Short-term(1-2 day) swing bias: Long (~5.0 point target)
Medium-term swing bias: Short (retest of 429 and likely new minor swing low)
Friday was a ripe opportunity for strong selling as a continuation of the enormous down volume leading into end of the week. What began as a panic bar morphed into a reasonably strong reversal midday. Bulls became increasingly aggressive as price cracked 430, ultimatlely resulting in a 2% rotation up from the lows.
Bearing in mind that that most evidence suggests at least a few new swing lows are on the Oct horizon, I like a modest long here if you can actively manage the position.
Not only is a 2% rotation below average, but we're also sitting on the 100 day SMA, and reversing off one of the last congested zones that I can imagine bulls taking a major shot at before we see deeper pullbacks. Many traders would have shorted these levels in Jul/Aug, ultimately getting trapped as we ripped through the ATH on a daily basis, so it's reasonable to expect a confluence of break-even covering and profit-taking here.

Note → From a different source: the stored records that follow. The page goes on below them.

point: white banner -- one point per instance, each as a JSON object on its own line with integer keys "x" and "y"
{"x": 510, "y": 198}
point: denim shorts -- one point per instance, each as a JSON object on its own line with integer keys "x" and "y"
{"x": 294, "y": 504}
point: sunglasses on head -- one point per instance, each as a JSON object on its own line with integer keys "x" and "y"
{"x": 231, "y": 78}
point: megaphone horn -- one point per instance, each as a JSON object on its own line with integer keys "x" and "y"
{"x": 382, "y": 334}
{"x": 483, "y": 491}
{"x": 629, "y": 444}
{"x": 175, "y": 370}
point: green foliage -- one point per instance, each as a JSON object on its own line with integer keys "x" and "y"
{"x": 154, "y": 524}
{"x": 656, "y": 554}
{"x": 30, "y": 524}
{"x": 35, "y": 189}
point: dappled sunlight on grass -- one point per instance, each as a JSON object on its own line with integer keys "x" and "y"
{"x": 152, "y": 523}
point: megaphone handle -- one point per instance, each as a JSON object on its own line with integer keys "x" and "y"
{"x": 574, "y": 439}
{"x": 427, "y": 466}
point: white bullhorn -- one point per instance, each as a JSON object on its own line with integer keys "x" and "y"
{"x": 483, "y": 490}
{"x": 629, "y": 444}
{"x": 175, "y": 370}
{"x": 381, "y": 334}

My target is modest - 5 points at the most for a fat position - and while there's no question this could be the start of an ATH run, I'd need to see much more confirmation before building a serious swing position long. At this time I'm comfortable shooting for a single bull bar, average day's range, tight stop, and then reassess after gauging the reaction at the 440 level - the breakeven point for bears who positioned in time for this giga rip.